Another big thing to remember is running time of the algorithms, also known as the Big O notation. O(g) means that the set of functions(the algorithm) does not grow faster than g, which would be a constant scale. If you have 100 items this does 100 units of work, for 200 items it’s 200 units and so forth.
Here is a table for all the variations
|Notation|Name|Example| |O(1) | Constant list.index() |O(log n) | Logarithmic |binary search |O(n) | Linear |sequential search |O(n log n) | LogLinear |quicksort |O(n^2) | Quadratic |insertion sort |O(n^3) | Cubic |matrix multiplication |O(k^n) | Exponential |travelling salesman |O(n!) | Factorial |bogosort
The book goes deeper into Python data types, mainly lists and derivatives such as: set, linked lists, stacks and queues. I worked with those before but never dove deeper into how they work and why you use certain types over others.

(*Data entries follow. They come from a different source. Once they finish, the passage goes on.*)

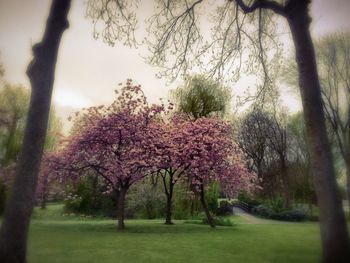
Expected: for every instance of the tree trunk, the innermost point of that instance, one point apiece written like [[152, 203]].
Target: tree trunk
[[121, 207], [348, 182], [169, 196], [168, 210], [206, 209], [285, 179], [334, 233], [14, 230]]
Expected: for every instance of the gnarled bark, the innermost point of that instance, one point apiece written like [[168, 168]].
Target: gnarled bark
[[334, 234], [121, 208], [14, 230], [205, 208]]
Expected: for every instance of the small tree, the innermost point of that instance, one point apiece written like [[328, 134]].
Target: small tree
[[214, 157]]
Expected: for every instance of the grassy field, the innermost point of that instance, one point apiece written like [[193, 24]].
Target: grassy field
[[57, 238]]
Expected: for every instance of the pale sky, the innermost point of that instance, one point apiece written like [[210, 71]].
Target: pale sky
[[88, 70]]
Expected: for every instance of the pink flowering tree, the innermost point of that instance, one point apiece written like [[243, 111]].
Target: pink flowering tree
[[213, 156], [169, 146], [200, 151], [113, 142]]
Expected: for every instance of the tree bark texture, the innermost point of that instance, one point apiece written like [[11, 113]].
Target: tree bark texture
[[334, 233], [121, 208], [169, 198], [41, 70], [206, 209]]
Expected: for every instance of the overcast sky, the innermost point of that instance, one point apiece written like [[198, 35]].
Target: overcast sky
[[88, 70]]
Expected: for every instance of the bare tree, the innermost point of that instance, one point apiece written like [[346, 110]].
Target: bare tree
[[41, 71]]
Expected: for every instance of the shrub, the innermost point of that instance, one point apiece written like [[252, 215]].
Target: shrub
[[287, 215], [225, 208], [250, 201]]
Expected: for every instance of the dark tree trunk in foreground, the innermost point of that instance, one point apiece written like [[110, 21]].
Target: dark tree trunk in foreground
[[121, 208], [335, 240], [206, 209], [348, 182], [14, 230], [168, 210], [169, 198]]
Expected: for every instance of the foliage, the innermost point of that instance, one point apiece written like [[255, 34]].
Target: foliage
[[14, 101], [202, 97], [113, 142]]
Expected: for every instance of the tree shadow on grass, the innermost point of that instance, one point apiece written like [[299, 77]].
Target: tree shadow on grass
[[132, 227]]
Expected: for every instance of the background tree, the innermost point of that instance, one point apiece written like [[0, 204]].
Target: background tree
[[202, 97], [14, 229], [14, 101]]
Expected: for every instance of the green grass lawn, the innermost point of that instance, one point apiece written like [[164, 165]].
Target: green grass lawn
[[54, 238]]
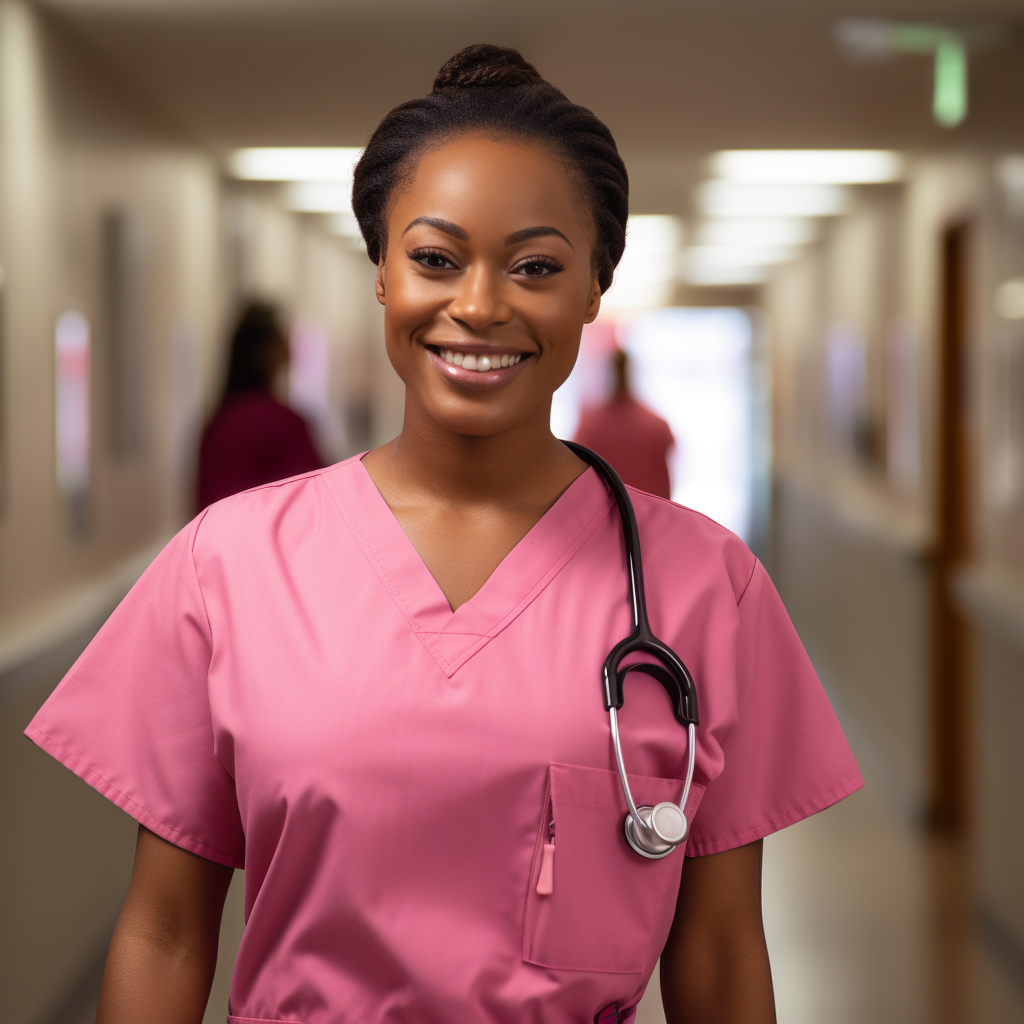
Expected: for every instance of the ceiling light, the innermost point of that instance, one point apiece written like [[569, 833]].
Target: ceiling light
[[742, 199], [294, 163], [756, 232], [736, 275], [645, 276], [809, 166], [737, 255], [318, 197], [345, 224]]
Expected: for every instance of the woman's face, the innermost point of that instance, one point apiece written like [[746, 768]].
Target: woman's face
[[486, 283]]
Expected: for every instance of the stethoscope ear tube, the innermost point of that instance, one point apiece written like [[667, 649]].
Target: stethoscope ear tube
[[651, 832]]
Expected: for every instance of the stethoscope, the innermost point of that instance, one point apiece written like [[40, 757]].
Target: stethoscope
[[651, 832]]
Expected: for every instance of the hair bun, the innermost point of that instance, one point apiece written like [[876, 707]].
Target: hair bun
[[484, 65]]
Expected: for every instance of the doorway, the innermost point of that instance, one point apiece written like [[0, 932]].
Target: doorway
[[949, 809]]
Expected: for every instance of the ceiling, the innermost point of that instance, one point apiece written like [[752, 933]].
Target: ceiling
[[674, 80]]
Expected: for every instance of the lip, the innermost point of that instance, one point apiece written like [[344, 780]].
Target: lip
[[479, 380]]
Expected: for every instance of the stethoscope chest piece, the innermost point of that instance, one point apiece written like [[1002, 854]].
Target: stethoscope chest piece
[[665, 827], [651, 832]]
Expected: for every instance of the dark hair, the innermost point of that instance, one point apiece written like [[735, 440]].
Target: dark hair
[[493, 88], [258, 343]]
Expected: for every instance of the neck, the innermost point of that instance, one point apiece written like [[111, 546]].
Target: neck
[[523, 465]]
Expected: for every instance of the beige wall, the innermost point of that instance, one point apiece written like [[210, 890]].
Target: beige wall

What I learned is using sets to check membership is a lot faster then checking if an item exists in a list. That is because a set uses hashes and items can only exist once, so it does a linear lookup. Where as a list can contain the same item twice and every item has to be checked because of this.
After surviving the second chapter I quickly learned that the math in the book is a bit too much for me right now. So I will save it for later on this year where I will have the knowledge to fully grasp the concepts in the book.
However while searching for more information on certain context in the book I stumbled upon an article which referred to Impractical Python as a way to learn more about data types. So I took a look at that as well.